When Marine Cpl. Jamie R. Lowe was killed in Afghanistan in January 2010, he was brought back home with a military escort and an American flag draped over his casket. He received a military funeral, with honor guard, and was eligible for a plot in a national cemetery. A Gold Star was given to his family. All of these were honors due for the ultimate sacrifice he made for his country. He deserved our respect, our homage and our profound gratitude. We planned for it — and made sure he got it.

When Victoria DeLong, who served in the U.S. Cultural Affairs Office in Port-au-Prince, died in Haiti during its devastating earthquake the same month, it was up to her agency to decide whether and how to honor her. No government policy or program ensured an escort or provided a flag for her as a civilian worker.
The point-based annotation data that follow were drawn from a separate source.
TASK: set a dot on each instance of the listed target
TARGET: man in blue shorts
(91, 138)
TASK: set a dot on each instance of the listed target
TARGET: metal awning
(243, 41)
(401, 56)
No government appropriation paid for a burial plot. No one was designated in advance to attend the funeral, thank the bereaved on the part of a grateful nation or present a Gold Star. If you are a civil servant and you die in service to your country, you also deserve our respect, homage and profound gratitude. But you may well not get it.

Some 2,085 federal civil servants lost their lives in the line of duty between 1995 and 2007, John Berry, director of the U.S. Office of Personnel Management, noted in a speech to the 2009 Excellence in Government Conference. Some have died in war zones, others in what we thought were peaceful places — Oklahoma City, Nairobi, New York, Austin. Whether and how we honor those people who did not wear a military uniform is left to chance.

It might be tempting to explain away this contrast between how we honor civilians and those in uniform who die in service to the United States by saying that the latter sign up for a dangerous task. But a life lost in service to the nation is not less worthy a life because of this distinction. Nor should we be less grateful. As Berry said, “Just as we owe our men and women who die in uniform more than we can ever repay, we owe these non-combatant workers a debt of honor as well, and I challenge anyone to say their lives are any less dear.”

Yet we don’t act as if this were true. A bill introduced in the 110th Congress to “authorize the presentation of flags at the funerals of civilian Federal employees engaged in the support of military operations who have died in combat zones in the course of their duties” never made it to a vote in either house. No bill to honor with flags those civilian federal employees who have died in non-combat zones has been proposed in the current session of Congress.

All those who serve our nation take the same oath of office. Whether they die in a combat zone, in a foreign embassy in a nation at peace or in an IRS building targeted by a citizen who hates the government, they have died in service and honor to that oath. Simple justice demands we return the honor they have given.

When you go to your local post office to request a flag for the coffin of a current or former member of the military, you get one. If you go to your local post office for a flag for a civilian worker who has died in the line of duty, you get nothing. That must change.

The writer was director of training for the U.S. Education Department from 1986 to 1993 and was dean of faculty at the Federal Executive Institute from 1994 to 2004.